Abstract
Purpose :
Recent studies on VLC-PUFAs (C24-36) have revealed their specific presence and importance in retina. They are rarely consumed in diets and are specifically synthesized in vivo from long-chain PUFAs through the action of an enzyme known as ELOVL4. Genetic defects in ELOVL4 underlie the retinal pathology in Stargardt Type 3 (STGD3), a dominant, early-onset blinding disease with many symptoms that mirror dry age-related macular degeneration (dAMD). In a previous study, we chemically synthesized a VLC-PUFA (32:6 n-3) and measured its uptake in mouse retina and its beneficial effects on vision. In order to further study the role of VLC-PUFAs on photoreceptor development and maintenance, we supplemented 32:6 n-3 to ELOVL4 knockout retinal organoids.
Methods :
We knocked out ELOVL4 in normal human iPSCs using CRIPR/Cas9 technology and generated retinal organoids using standard techniques. When the organoids had completed the phase of photoreceptor birth (17 weeks), the ELOVL4-/- organoids were divided into two groups. One group was supplemented with 8 µM 32:6 n-3, while the control group received vehicle alone. Photoreceptor outer segment morphology and length were measured at 33 weeks of age.
Results :
By 33 weeks of age, the vehicle-treated ELOVL4-/- organoids had outer segments, but they appeared shorter and more disorganized than expected for normal human retinal organoids.
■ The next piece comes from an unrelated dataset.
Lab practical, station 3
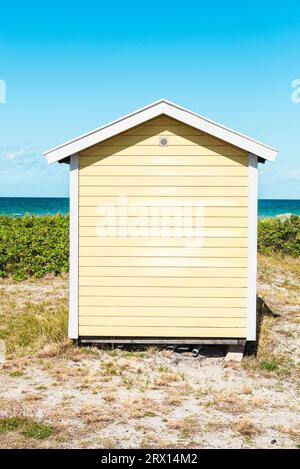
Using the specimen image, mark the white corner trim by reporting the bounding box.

The ELOVL4-/- organoids supplemented with 32:6 n-3 had significantly longer outer segments (P<0.001) with normal morphology.
Conclusions :
These results establish that ELOVL4-/- organoids can be used as a model to study the pathophysiology and treatment of diseases associated with ELOVL4 dysfunction and that a synthetic VLC-PUFA can rescue abnormalities associated with absence of ELOVL4 activity. We are currently studying the ultrastructure of the outer segments of our treated and control organoids and the efficacies of n-3 versus n-6 VLC-PUFAs.
This is a 2021 ARVO Annual Meeting abstract.